Matteo Ciardini est paysagiste lyrique émotif, sa vision est mélancolique et pure, d’une simplicité désarmante. Capable d’exprimer une sensibilité troublée face au lagon ou à la mer. Solitude et méditation des jours gris contre un ciel opaque, dans une attente qui ne s’use pas. Ciardini peint avec une simplicité étudiée, indifférente aux proclamations ou aux idéologies. Ce sont de véritables idylles négatives.

« Pinède », aquarelle (2019). L’exposition « Matteo Ciardini-Intimi passé » est à la Villa Bertelli, Forte dei Marmi, jusqu’au 27 juillet

La pensée que Fernando Mazzocca en a écrite, distante et sensible, nous réconforte en reconnaissant chez Ciardini une formidable conscience de la tradition qui part de Corot et atteint le paysage symboliste d’Odilon Redondans une dimension qui descend dans les paysages et les cieux de Forte dei Marmi et Versilia ou sur le lac Massaciuccoli qui est un autre lieu préféré de Ciardini, tous les lieux de l’âme où ce que vous voyez à l’extérieur descend à l’intérieur. Et c’est la sensibilité d’un poète avant celle d’un peintre qui exprime ces saisons de déclin des beaux jourscomme si le monde entier était sous ces nuages ​​gris dans ce paysage ombragé.

Ainsi même dans les quelques portraits ou autoportraits il y a une désintégration qui ne définit pas leur beauté mais leur intériorité. Ce sont des portraits de la psyché plutôt que des visages. L’impression que j’avais la première fois se confirme en regardant attentivement aujourd’hui les différentes peintures, des fragments de paysage aux fragments d’arbres, aux feuilles, aux paysages industriels qui ne sont pas déformés par le souvenir de ce qu’ils étaient, mais montrent ce qui est devenu . Ils sont défaits, ils sont entrés dans une décomposition de fin de saison après l’éclat du plein jour.

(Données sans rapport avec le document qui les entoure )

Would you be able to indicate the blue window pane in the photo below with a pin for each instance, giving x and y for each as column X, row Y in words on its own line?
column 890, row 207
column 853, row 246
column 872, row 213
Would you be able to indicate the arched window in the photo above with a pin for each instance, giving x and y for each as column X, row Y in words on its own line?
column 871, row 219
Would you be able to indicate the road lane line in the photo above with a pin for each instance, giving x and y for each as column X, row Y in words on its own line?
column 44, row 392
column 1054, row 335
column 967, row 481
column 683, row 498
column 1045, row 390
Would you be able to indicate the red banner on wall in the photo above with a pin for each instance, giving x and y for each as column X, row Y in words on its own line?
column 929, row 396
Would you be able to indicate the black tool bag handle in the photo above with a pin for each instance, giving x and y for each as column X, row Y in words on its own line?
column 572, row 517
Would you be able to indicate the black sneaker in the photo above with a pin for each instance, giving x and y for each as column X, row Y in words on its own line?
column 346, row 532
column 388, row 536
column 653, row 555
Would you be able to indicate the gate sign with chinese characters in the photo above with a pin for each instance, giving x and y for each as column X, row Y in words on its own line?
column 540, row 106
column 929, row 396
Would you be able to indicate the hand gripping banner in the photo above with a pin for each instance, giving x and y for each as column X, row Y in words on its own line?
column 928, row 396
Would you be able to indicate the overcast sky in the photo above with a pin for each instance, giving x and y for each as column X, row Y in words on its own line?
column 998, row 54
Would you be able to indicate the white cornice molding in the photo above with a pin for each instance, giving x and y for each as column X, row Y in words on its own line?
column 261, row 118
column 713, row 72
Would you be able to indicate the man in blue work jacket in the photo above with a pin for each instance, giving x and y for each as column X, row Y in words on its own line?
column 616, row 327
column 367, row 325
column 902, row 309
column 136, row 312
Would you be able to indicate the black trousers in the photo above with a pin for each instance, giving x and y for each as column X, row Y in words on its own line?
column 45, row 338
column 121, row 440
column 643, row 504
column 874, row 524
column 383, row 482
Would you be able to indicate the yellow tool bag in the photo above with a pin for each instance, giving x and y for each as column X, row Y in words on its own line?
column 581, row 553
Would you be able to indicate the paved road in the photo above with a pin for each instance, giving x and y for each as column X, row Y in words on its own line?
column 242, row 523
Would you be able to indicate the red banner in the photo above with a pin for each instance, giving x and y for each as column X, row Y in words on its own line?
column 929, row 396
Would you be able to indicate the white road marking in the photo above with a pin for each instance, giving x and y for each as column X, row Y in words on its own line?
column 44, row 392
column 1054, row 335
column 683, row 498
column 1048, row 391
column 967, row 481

Dans Cabanes à Cinqualela composition particulièrement construite est traversée par cette douce lumière ou plutôt cette ombre qui se mêle à la lumière, qui est la particularité de Ciardini. C’est le parcours d’un peintre qui, tout en peignant principalement des paysages, prend soin d’enregistrer ses humeurs, comme dans un journal. C’est ce que Mario Marcucci avait fait avant lui, et même avant Giorgio Morandi. Chez Morandi, il y a une conscience intérieure qui est projetée sur le paysage, miroir de sa propre condition psychologique.

sinon, dans l’éternelle attente d’une lumière qui doit revenir, Les œuvres de Ciardini se tiennent dans une pénombre éternelle. Il n’est pas donné de connaître le bonheur. Montale l’avait dit : « Bonheur atteint, nous marchons / pour vous à la pointe. / Aux yeux tu es une lueur qui vacille, / au pied, une glace tendue qui craque ; / et donc celui qui t’aime le plus ne te touche pas. / Si tu rejoins les âmes envahies par la tristesse et les purifies, ta matinée / est douce et inquiétante comme les nids des toits. / Mais rien ne paie les pleurs de l’enfant / dont la balle fuit entre les maisons ». De cet état d’esprit Ciardini repart, et le traduit dans le temps incertain de ses paysages. C’est un temps, par nature variable, incertain et instable. Pour comprendre sa mélancolie, il faut avoir l’humeur, avoir vécu à la Cinquale ou à la Forte à la mi-saison.

INFO: L’exposition Matteo Ciardini – Passé intime sera à la Villa Bertelli, Forte dei Marmi, jusqu’au 25 juillet.